Avec la mondialisation, l'Europe a largement fait appel à des approvisionnements de matières premières venues d'autres zones géographiques. Mais à l'heure des tensions géostratégiques où même les anciennes alliances sont mises à mal, l'heure est à la reprise en main des ressources locales et à la souveraineté des approvisionnements.

Très dépendante de la Chine pour de nombreux matériaux stratégiques entrant dans la production des composants électroniques et des batteries de véhicules électriques, l'UE cherche maintenant à regagner une certaine indépendance.

La Commission européenne a dévoilé la liste de 47 sites stratégiques dans toute l'Europe dont l'exploitation doit permettre de réduire la dépendance aux terres rares et métaux stratégiques venus d'ailleurs.

Identifier et renforcer les sites, moins dépendre de l'extérieur

Stéphane Séjourné, commissaire européen à la stratégie industrielle européenne, fait les présentations et rappelle que la souveraineté industrielle passe par des sites de production locaux mais aussi la maîtrise des chaînes d'approvisionnement.

La liste des sites est articulée autour de quatre grands secteurs :

  • batterie
  • semi-conducteurs
  • énergie
  • défense

Les sites privilégiés sont situés dans 13 pays européens et concernent tous les aspects, de l'extraction de matières premières à leur transformation puis leur recyclage.

"L'Europe doit mettre en place des mesures pour éloigner les menaces existentielles. Et les ruptures d'approvisionnement en font partie", explique ainsi le commissaire européen aux médias.

L'appétit des Etats-Unis pour les minerais stratégiques ukrainiens, quitte à en faire un enjeu pour un accord de paix dans le conflit avec la Russie, en dit long sur l'importance de ces ressources stratégiques.

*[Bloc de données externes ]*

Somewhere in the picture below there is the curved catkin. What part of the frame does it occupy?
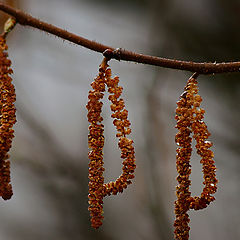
[86,58,107,228]
[0,36,16,200]
[174,74,218,240]
[86,58,136,228]
[104,68,136,195]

Or l'Europe est totalement dépendante du savoir-faire étranger pour certaines matières premières, ce qui peut constituer un vrai danger pour son autonomie. Un blocage sur n'importe quel point de ces chaînes d'approvisionnement et la rupture sera totale.

La Chine fait bien sûr l'objet de toutes les craintes. Premier exportateur mondial de bon nombre des terres rares et métaux essentiels à l'industrie high-tech, elle aussi en pointe en matière de techniques d'extraction et de raffinage.

Ses ripostes contre les restrictions économiques imposées par les Etats-Unis portent d'ailleurs à la fois sur les volumes des ressources exportées et sur les technologies d'extraction et de traitement associées.

D'autres sources d'approvisionnement, notamment en Afrique, présentent aussi des risques géopolitiques qui pourraient couper les accès, et ce d'autant plus à l'heure de la perte d'influence de l'Europe au profit d'autres blocs géographiques.

Des objectifs ambitieux pour une souveraineté retrouvée

Pour toutes ces raisons, l'UE veut désormais produire et raffiner à domicile. Elle se fixe un cap ambitieux : 10% au moins des matières premières consommées annuellement devront provenir de l'Union européenne et 40% devront être raffinées au sein de l'Europe d'ici 2030. Il faudra également renforcer très nettement le recyclage pour le faire passer de 1% actuellement à 25%.

La liste des 47 sites stratégiques couvre 14 des 17 matières premières identifiées comme critiques par l'UE. Elle concerne majoritairement le lithium, le nickel, le cobalt, le manganèse et le graphite, ainsi que le magnésium et le tungstène pour les besoins militaires.

Procédé d'extraction du lithium par Eramet prévu pour l'un des sites français

En France, huit projets ont été identifiés et concernent principalement le lithium, de l'extraction dans l'Allier et en Alsace au recyclage des batteries. D'autres sites serviront au raffinage des terres rares et du graphite.

Pour les soutenir et les mettre en service ou renforcer leur fonctionnement, la Commission européenne prévoit une enveloppe de 22,5 milliards d'euros et des modalités accélérées pour les activer. Au-delà du renforcement des sites de production, de raffinage et de recyclage, l'Europe va aussi constituer des stocks stratégiques. La modèle mondialiste a vécu.